Starting this Monday, Spain requires that travelers with a Senegalese passport have previously obtained a transit visa to be able to stopover at its airports, a measure adopted to try to prevent original migrants from this country from taking advantage of the stopover to request asylum. This is a measure adopted to alleviate the situation at Madrid’s Barajas airport, where a spike in arrivals of migrants from this and other African countries between December and January led to the saturation of services and the overflow of the rooms set up for applicants. of asylum.

In practice, part of the effect of this measure has already been felt, since Spain asked Morocco at the end of January to ban travelers with a Senegalese passport who do not have a Schengen visa from boarding commercial flights with a stopover in Spain. for this visa to come into force. They currently require a transit visa to make a stopover at any airport located in the territory of the Schengen States Afghanistan, Bangladesh, Eritrea, Ethiopia, Ghana, Iran, Iraq, Nigeria, Pakistan, the Democratic Republic of the Congo, Somalia and Sri Lanka.
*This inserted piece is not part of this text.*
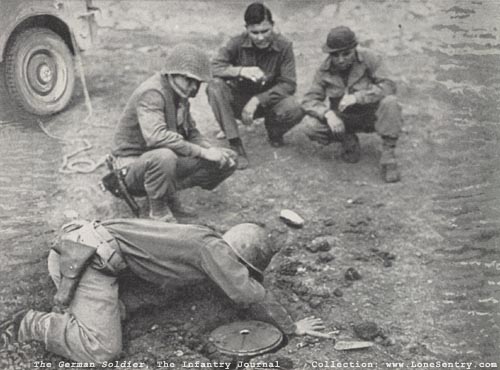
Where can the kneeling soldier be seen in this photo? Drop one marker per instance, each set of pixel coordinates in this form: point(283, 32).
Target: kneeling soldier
point(157, 140)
In the specific case of Spain, the following countries must be added: Burkina Faso, Cameroon, Ivory Coast, Cuba, Djibouti, Gambia, Guinea, Guinea-Bissau, Haiti, India, Kenya, Liberia, Mali, Republic of the Congo, Sierra Leone, Syria, Tajikistan, Togo, Turkey, Uzbekistan, Yemen and Palestine.

The requirement for this permit has been a measure demanded by some sectors such as police unions, which have denounced the poor conditions in which agents have had to work during the Barajas crisis and ask that this requirement be extended to travelers with passports. from any sub-Saharan country.

On the other hand, the measure has been highly criticized by NGOs such as the Spanish Commission for Refugee Assistance, which considers that it “makes access to protection even more difficult” and is part of “the European border externalization strategy”, which “puts the lives of thousands of people in danger.